Testing and deploying UDFs with dbt

Edit: You might be interested in our updated solution to this problem: UDF Nirvana? A new way to integrate UDFs into the dbt ecosystem

Inspired by our previous post on unit testing dbt and discussion in the dbt forums, I looked into how to get dbt to help me test and deploy UDFs. Although dbt doesn’t directly support UDFs, it turns out it’s actually fairly straightforward to define, test and reference them in your models. I’ll be using BigQuery in this post, but I think the techniques will apply to other warehouses that support UDFs like Snowflake, Redshift and Spark, too.

What’s a UDF and what does it have to do with dbt?

A UDF is a User-Defined Function. Like any other type of function, they’re really helpful to capture and name chunks of logic that you can apply in queries, and I talked about them before, starting from Tip 4 in our Data Warehouse Tips post. dbt takes care of deploying the tables and views that you might use your UDFs in, so robustly referencing a function from your models is important. When I say ‘robustly’, I mean ensuring that the function exists and that you’re calling the function from the appropriate location – for example, avoiding hard-coding your production functions everywhere. There’s no native support for referencing a UDF like there is with `source` or `ref`, nor any native way to deploy a function in a project. This post explains how you can solve those problems.

The example

I have a BigQuery dataset that I use for my personal development work. This is referenced in my own dbt profile. When I run dbt commands on my machine, they take effect here.

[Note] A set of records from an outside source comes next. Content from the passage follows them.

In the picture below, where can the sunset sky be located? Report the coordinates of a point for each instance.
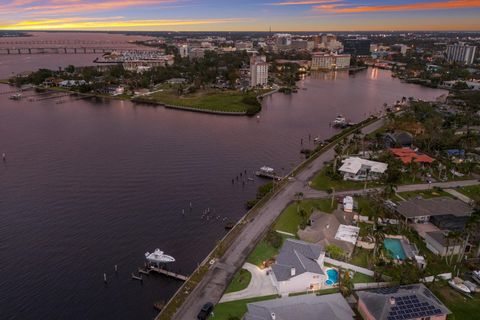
(240, 15)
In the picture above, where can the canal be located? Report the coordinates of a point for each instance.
(89, 184)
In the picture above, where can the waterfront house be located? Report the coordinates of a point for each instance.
(407, 155)
(71, 83)
(358, 169)
(439, 243)
(299, 267)
(398, 139)
(411, 302)
(444, 212)
(434, 218)
(304, 307)
(331, 229)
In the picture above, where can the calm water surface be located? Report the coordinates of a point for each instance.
(89, 184)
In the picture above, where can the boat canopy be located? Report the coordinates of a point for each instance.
(158, 257)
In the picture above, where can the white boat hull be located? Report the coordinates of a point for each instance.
(158, 257)
(459, 286)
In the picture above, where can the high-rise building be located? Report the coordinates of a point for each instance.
(283, 40)
(327, 41)
(258, 71)
(183, 50)
(357, 46)
(461, 53)
(299, 44)
(329, 61)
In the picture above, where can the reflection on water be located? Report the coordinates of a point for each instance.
(93, 184)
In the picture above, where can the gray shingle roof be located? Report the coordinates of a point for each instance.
(410, 302)
(299, 255)
(305, 307)
(433, 207)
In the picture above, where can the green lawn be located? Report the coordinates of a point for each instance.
(240, 281)
(473, 192)
(318, 293)
(360, 257)
(425, 194)
(366, 207)
(463, 308)
(365, 228)
(362, 278)
(227, 310)
(290, 218)
(435, 264)
(324, 183)
(262, 252)
(213, 100)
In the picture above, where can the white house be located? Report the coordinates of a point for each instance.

There are test and production datasets that my CI system has profiles for. I cannot run ad-hoc dbt commands in these datasets. When I push my changes, the CI system will run any dbt commands necessary to deploy my updates and run tests. I’ll not be talking about that in this post, but it’s important that I’m referencing the UDF that is deployed in the same environment that I’m working in – otherwise I can’t iterate safely, relying on my tests.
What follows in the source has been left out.